Ronaldo: «Mi ritiro»

Dentone e pancione. Lo ricorderemo così? Come si è presentato ieri alle tv brasiliane, avvolto dai suoi 34 anni, padre di due bambini che gli stavano teneramente accanto, con la lacrima sul viso, la maglia a strisce orizzontali che ne allargavano la figura, parole che talvolta stentavano e qualche piccolo-grande segreto da rivelare. No, sarebbe ingiusto per lui, non a caso ridefinito Fenomeno, per il calcio, per i sogni sui quali ha fatto volare chi ama il pallone. Ronaldo, con tutto il seguito del suo nome che è sempre stato un inutile orpello, ha lasciato il calcio.
Ma stavolta il verbo non racchiude realmente il fatto. Ronaldo è spirato dal calcio: spirato nella sua unicità, per tutto quanto ha rappresentato, presentato, dimostrato e segnato. Segnato, nel nome dei gol che sono stati 442. E in quell’altro che è molto più ampio. Pensavamo agli eroi del pallone che si chiamavano Pelè e Maradona, erano il simbolo del giocare tradizionale, bellezza e arte, colpi raffinati e gol intrisi di fantasia, sobrietà ed esagerazione. Poi è arrivato lui e ci ha immersi nel futuro, simbolo quasi spaziale in un mondo ancora rinascimentale. Oggi se ne va lui, ma ci lascia Messi: ideale continuare di un marketing calcistico. Così come Maradona lo è stato di Pelè. La storia di ripete, giocando sempre a ping pong tra Brasile e Argentina. Non è casuale.

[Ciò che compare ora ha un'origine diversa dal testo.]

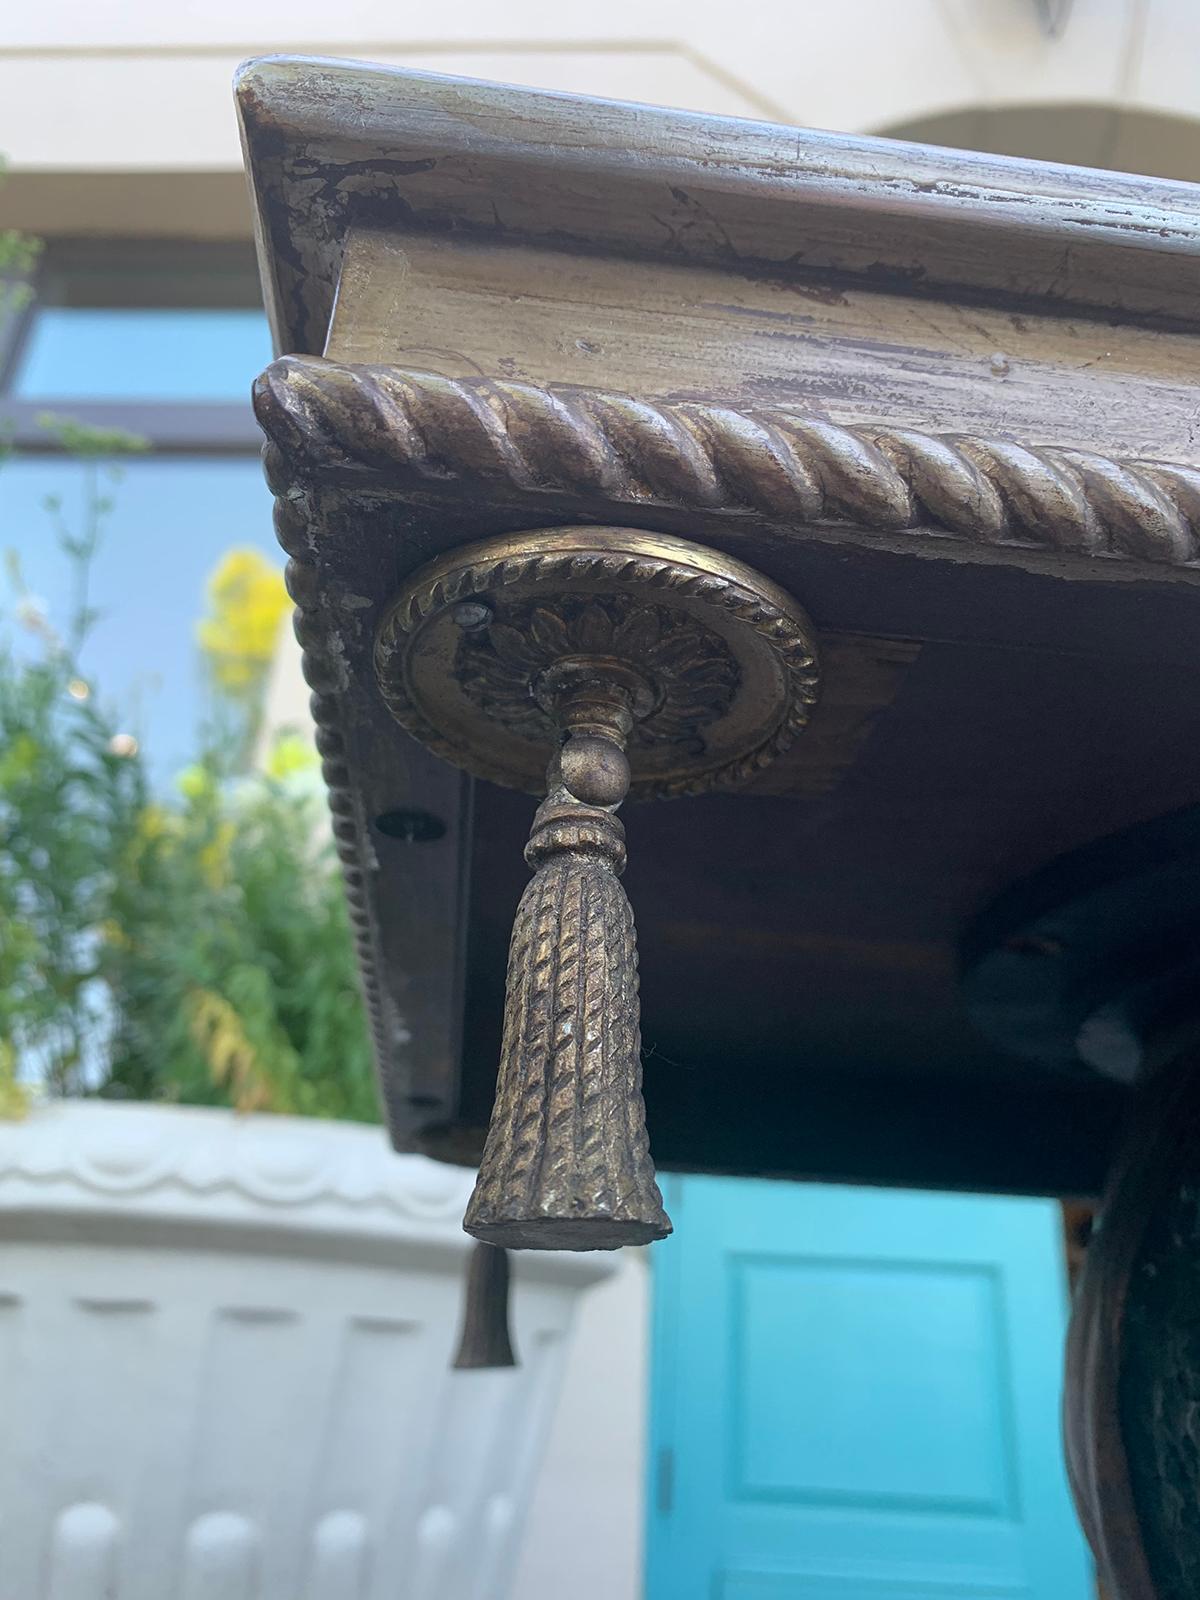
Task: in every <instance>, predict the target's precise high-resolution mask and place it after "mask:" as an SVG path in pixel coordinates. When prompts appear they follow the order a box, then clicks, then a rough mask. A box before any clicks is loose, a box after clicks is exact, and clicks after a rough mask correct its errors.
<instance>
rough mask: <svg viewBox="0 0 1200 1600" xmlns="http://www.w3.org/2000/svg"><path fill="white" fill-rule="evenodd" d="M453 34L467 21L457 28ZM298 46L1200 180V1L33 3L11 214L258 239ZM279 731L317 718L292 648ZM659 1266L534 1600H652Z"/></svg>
mask: <svg viewBox="0 0 1200 1600" xmlns="http://www.w3.org/2000/svg"><path fill="white" fill-rule="evenodd" d="M448 18H453V27H450V26H448ZM269 51H288V53H306V54H328V56H357V58H368V59H374V61H390V62H397V64H405V66H413V67H422V69H427V70H437V72H458V74H467V75H475V77H490V78H502V80H507V82H514V83H530V85H538V86H549V88H558V90H568V91H574V93H584V94H606V96H614V98H622V99H642V101H656V102H661V104H670V106H685V107H690V109H698V110H707V112H725V114H733V115H747V117H765V118H771V120H786V122H797V123H802V125H811V126H824V128H842V130H851V131H883V130H896V128H904V130H907V131H909V133H912V134H914V136H925V138H931V139H934V141H939V142H960V144H974V146H981V147H987V149H1000V150H1003V149H1010V150H1016V152H1019V154H1026V155H1045V157H1051V158H1062V160H1075V162H1083V163H1093V165H1115V166H1120V165H1128V166H1131V168H1141V170H1146V171H1160V173H1166V174H1170V176H1194V178H1200V133H1198V128H1200V123H1198V122H1197V118H1200V72H1197V69H1195V62H1197V59H1198V58H1200V0H1075V3H1074V8H1072V11H1070V19H1069V26H1067V29H1066V32H1064V35H1062V37H1061V38H1051V37H1048V35H1046V34H1045V32H1043V30H1042V27H1040V26H1038V19H1037V6H1035V5H1034V0H757V3H750V5H741V6H730V5H728V0H722V3H717V0H608V3H606V5H605V6H592V5H589V6H584V5H579V3H574V5H573V3H571V0H509V5H507V6H504V8H498V6H496V5H494V0H486V3H485V0H454V5H453V6H443V8H416V6H397V5H395V0H390V3H387V5H384V3H381V0H339V3H338V5H330V3H328V0H322V3H317V0H205V3H200V0H168V3H163V0H154V3H150V0H120V3H117V0H101V3H96V0H43V3H40V5H19V3H18V0H10V3H8V5H6V6H5V8H3V14H0V152H2V154H5V155H6V157H8V160H10V170H11V173H13V176H11V178H10V182H8V184H6V187H5V189H3V192H0V208H2V210H0V221H6V222H8V224H14V226H24V227H30V229H34V230H37V232H42V234H51V232H59V230H62V232H75V234H78V232H110V234H139V232H147V234H179V235H184V237H195V235H206V237H238V235H245V234H248V227H250V218H248V210H246V200H245V189H243V182H242V176H240V155H238V147H237V134H235V126H234V115H232V102H230V90H229V83H230V77H232V72H234V67H235V66H237V62H238V61H240V59H243V58H245V56H250V54H262V53H269ZM272 694H274V710H272V715H274V717H275V720H277V722H291V720H296V718H302V715H304V690H302V685H301V680H299V670H298V664H296V659H294V656H293V654H291V653H288V654H286V656H285V659H283V661H282V664H280V672H278V675H277V682H275V686H274V691H272ZM646 1315H648V1272H646V1266H645V1261H642V1259H638V1258H634V1259H630V1261H629V1262H627V1264H626V1269H624V1270H622V1274H621V1275H619V1277H618V1278H616V1280H614V1282H613V1283H610V1285H606V1286H603V1288H602V1290H597V1291H592V1294H590V1296H589V1299H587V1301H586V1304H584V1309H582V1312H581V1322H579V1338H578V1342H576V1346H574V1350H573V1355H571V1360H570V1368H568V1373H566V1384H565V1392H563V1402H562V1408H560V1411H558V1416H557V1422H555V1432H554V1438H552V1443H550V1453H549V1458H547V1462H546V1467H544V1472H542V1477H541V1482H539V1488H538V1493H536V1499H534V1504H533V1510H531V1517H530V1525H528V1536H526V1541H525V1547H523V1557H522V1566H520V1573H518V1581H517V1587H515V1594H517V1595H520V1597H522V1600H552V1597H558V1595H560V1594H563V1592H565V1594H568V1595H570V1597H571V1600H637V1595H638V1592H640V1560H642V1557H640V1549H642V1544H640V1539H642V1499H643V1470H642V1445H643V1426H645V1406H643V1402H645V1387H646V1373H645V1365H646Z"/></svg>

Grazie a Ronaldo abbiamo capito che un eroe del pallone poteva filare come una saetta, andare a velocità supersonica, cosce da bue ma tecnica dei grandi sudamericani: era un atleta più che un giocoliere. Nascondeva il pallone a tutti ed anche ai portieri: troppo veloce per intuirne il movimento. Lo inseguivano gli occhi dalla tribune. Lo tampinavano gli avversari che rischiavano figure goffe. Se lo godevano i compagni che spesso lo vedevano solo di schiena. Andava e non si faceva prendere, passava i muri come fosse una foglia, il tiro era un tiretto ma sempre in quell’angolo, banalmente perfido. Aveva l’effetto del cianuro: immediato.
Ronaldo è stato Mozart dopo Bach, Van Gogh dopo Leonardo e Giotto, Cassius Clay dopo Sugar Ray Robinson: qualcosa di artisticamente straripante e unico, uno squarcio nel cielo, la diversità. Disse il papà di Mozart: «É un miracolo che Dio ha fatto nascere a Salisburgo». Questo è stato un miracolo nato a Rio, Brasile. Ronie ha lanciato il pallone in un mondo alternativo alla tradizione, ha cambiato l’idea del campione, è stato affare per se stesso e per gli altri, ha avviato la dimensione dei calciatori moderni, magari un po’ robot, certo capaci di autopromuoversi e esaltare gli sponsor.
Poi, ieri, si è fermato. Anzi si era fermato da qualche anno. Stava in campo soltanto la controfigura. Era già conclusa la storia folgorante e tragica del suo rapporto con il pallone, gol e vittorie, grandi infortuni e faticosi ritorni, tre mondiali giocati e due vinti, due palloni d’oro e una grande delusione in Italia, quando si ritrovò in lacrime come ieri per uno scudetto perduto in novanta minuti. Moratti, che tanto lo ha amato, gli ha inviato l’ultimo telegramma. «É stato il più grande centravanti nella storia». Ed ha ricordato il privilegio di averlo nell’Inter.
Ronie ieri ha risfogliato l’album dei ricordi citando tutte le sue squadre: San Cristoval, Cruziero, Psv Eindhoven, Barcellona, Inter, Real, Milan, Corinthians. Elencazione dolente, soprattutto quando ha ripetuto: «Smetto perchè non ce la faccio più. É stato bello in un modo pazzesco, ma non riesco a fare più quello che penso. Ho troppi dolori, sono passato da troppi infortuni».
Si potrà distinguere se sia stata una resa o un ritiro. Certo ha pesato tanto l’ultimo vero nemico della carriera: l’ipotiroidismo. Una disfunzione che lo ha portato ad aumentare di peso. Lo ha spiegato con l’unico guizzo di cattiveria. «Quattro anni fa, al Milan, ho scoperto di avere questo disturbo che rallenta il metabolismo. Per controllarlo serviva assumere ormoni che nel calcio sono doping. Così saranno serviti quelli che mi deridevano. Ma, tranquilli, non avrò rancore contro nessuno».

Lo ha detto con la soave indifferenza con cui calciava il pallone in gol. Un colpo morbido, ma che faceva male. Si, Ronaldo ha battuto la cattiveria. Ora si è messo il pallone sotto braccio e se n’è andato. Comincerà una vita da manager.